The statement, which named no specific cases, followed Israeli and American criticism of the ICC’s investigation into alleged war crimes committed during the Israel-Hamas conflict in the Gaza Strip, a Palestinian enclave.
Neither Israel nor its main ally the US are members of the court, and do not recognize its jurisdiction over the Palestinian territories.

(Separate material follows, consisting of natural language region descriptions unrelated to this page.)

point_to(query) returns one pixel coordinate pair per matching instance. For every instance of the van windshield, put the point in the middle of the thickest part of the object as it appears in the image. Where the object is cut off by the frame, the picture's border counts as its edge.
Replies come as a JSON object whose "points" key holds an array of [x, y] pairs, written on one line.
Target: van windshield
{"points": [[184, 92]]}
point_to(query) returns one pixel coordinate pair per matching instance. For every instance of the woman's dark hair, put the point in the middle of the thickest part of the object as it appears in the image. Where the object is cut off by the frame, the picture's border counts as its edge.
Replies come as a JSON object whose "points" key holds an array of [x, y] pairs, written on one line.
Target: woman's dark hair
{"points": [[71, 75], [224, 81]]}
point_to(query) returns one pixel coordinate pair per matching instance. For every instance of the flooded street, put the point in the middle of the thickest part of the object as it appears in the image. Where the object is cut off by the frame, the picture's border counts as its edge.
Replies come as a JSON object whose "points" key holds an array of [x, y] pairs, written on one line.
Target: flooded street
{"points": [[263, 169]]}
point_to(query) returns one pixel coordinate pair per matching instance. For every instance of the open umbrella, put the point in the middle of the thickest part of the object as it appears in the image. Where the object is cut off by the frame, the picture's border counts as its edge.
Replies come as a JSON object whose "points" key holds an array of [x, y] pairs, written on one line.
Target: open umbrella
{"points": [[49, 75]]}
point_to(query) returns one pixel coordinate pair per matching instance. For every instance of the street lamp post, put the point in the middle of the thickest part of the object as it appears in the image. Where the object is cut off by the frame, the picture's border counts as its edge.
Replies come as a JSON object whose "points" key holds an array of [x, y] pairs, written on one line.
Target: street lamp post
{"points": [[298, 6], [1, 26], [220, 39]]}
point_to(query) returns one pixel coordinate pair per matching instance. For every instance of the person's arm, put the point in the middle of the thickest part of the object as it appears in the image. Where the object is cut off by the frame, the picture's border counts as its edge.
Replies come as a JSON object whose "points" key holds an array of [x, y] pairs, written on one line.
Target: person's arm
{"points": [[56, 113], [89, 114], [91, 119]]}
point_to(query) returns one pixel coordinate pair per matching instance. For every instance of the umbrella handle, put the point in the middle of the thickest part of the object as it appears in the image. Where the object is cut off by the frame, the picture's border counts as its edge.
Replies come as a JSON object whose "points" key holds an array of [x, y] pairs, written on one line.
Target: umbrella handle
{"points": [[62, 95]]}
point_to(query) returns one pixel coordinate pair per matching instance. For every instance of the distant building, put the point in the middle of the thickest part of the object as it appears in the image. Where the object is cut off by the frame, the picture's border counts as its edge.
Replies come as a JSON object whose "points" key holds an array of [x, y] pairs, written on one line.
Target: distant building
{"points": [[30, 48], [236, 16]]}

The court can prosecute individuals for alleged war crimes, crimes against humanity and genocide.
Last week Israel voiced concern that the ICC could be preparing to issue arrest warrants for government officials on charges related to the conduct of its war against Hamas in Gaza.
Foreign Minister Israel Katz said Israel expected the ICC to “refrain from issuing arrest warrants against senior Israeli political and security officials,” adding: “We will not bow our heads or be deterred and will continue to fight.”
On Friday, Israeli Prime Minister Benjamin Netanyahu said any ICC decisions would not affect Israel’s actions but would set a dangerous precedent.
In October, ICC Chief Prosecutor Karim Khan said it had jurisdiction over any potential war crimes committed by Hamas fighters in Israel and by Israeli forces in Gaza, which has been ruled by Hamas since 2007.
A White House spokesperson said on Monday the ICC had no jurisdiction “in this situation, and we do not support its investigation.”